Her clear rippling laugh – the laugh of a free spirit – fluted over the broomsedge. "Can you imagine it? One might quite as well be in love with one's Thanksgiving turkey. No, she isn't in love with him now, but she's in love with the idea that she used to be, and that's almost as bad. I know it's her own past that makes her think all the time about the wrongs of women. She wants to have them vote, and make the laws, and have a voice in the government. Do you?"

"I never thought about it, but I'm pretty sure I shouldn't like my wife to go to the polls," I answered.

Again she laughed. "It's funny, isn't it? – that when you ask a man anything about women, he always begins to talk about his wife, even when he hasn't got one?"

"That's because he's always hoping to have one, I suppose."

"Do you want one very badly?" she taunted.

"Dreadfully – the one I want."

"A real dream lady in pink tarlatan?"

"No, a living lady in a riding habit."

If I had thought to embarrass her by this flight of gallantry, my hope was fruitless, for the arrow, splintered by her smile, fell harmlessly to the dust of the road.

"An Amazon seems hardly the appropriate mate to Sir Charles Grandison," she retorted.

"Just now it was the General that I resembled."

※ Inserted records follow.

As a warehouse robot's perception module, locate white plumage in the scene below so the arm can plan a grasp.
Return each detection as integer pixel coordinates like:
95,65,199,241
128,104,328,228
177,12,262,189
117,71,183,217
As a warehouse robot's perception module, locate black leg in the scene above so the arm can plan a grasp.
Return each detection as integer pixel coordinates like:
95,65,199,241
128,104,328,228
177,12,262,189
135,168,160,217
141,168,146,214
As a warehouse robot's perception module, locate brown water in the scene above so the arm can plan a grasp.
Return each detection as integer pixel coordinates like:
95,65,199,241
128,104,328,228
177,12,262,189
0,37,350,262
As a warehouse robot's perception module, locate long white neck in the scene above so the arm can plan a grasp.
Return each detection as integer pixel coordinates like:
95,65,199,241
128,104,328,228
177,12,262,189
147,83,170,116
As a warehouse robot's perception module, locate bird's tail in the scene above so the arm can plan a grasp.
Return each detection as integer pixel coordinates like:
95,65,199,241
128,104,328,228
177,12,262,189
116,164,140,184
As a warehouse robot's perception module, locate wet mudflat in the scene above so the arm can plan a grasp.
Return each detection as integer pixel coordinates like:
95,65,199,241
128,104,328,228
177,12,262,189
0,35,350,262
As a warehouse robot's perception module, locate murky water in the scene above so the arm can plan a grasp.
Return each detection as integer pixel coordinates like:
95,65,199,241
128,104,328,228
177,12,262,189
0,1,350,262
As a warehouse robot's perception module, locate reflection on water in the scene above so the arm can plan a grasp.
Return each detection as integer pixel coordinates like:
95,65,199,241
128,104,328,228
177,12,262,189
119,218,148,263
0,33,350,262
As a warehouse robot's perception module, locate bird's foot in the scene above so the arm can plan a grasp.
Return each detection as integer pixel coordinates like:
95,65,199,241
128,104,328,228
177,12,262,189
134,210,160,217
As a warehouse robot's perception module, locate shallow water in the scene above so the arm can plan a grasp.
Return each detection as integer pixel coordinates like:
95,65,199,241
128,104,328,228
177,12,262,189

"Oh, you out-generaled the General a mile back. Even he didn't attempt to break the heart of Aunt Matoaca at their second meeting."

The candid merriment in her face had put me wholly at ease, – I who had stood tongue-tied and blushing before the simpers of poor Bessy. Dare as I might, I could bring no shadow of self-consciousness, no armour of sex, into her sparkling eyes.

"And have I tried to break yours?" I asked bluntly.

"Have you? You know best. I am not familiar with Grandisonian tactics."

"I don't believe there's a man alive who could break your heart," I said.

With her arm on the neck of the sorrel mare, she gave me back my glance, straight and full, like a gallant boy.

"Nothing," she remarked blithely, "short of a hammer could do it."

We laughed together, and the laughter brought us into an intimacy which to me, at least, was dangerously sweet. My head whirled suddenly.

"You asked me last night about the one thing I'd wanted most all my life," I said.

"The thing that made you learn Johnson's Dictionary by heart?" she asked.

"Only to the end of the c's. Don't credit me, please, with the whole alphabet."

"The thing, then," she corrected herself, "that made you learn the a, b, c's of Johnson's Dictionary by heart?"

"If you wish it I will tell you what it was."

For the first time her look wavered. "Is it very long? Here is Franklin Street, and in a little while we shall be at home."

"It is not long – it is very short. It is a single word of three letters."

"I thought you said it had covered every hour of your life?"

"Every hour of my life has been covered by a word of three letters."

"What an elastic word!"

"It is, for it has covered everything at which I looked – both the earth and the sky."

"And the General and the Great South Midland and Atlantic Railroad?"

"Without that word the General and the railroad would have been nothing."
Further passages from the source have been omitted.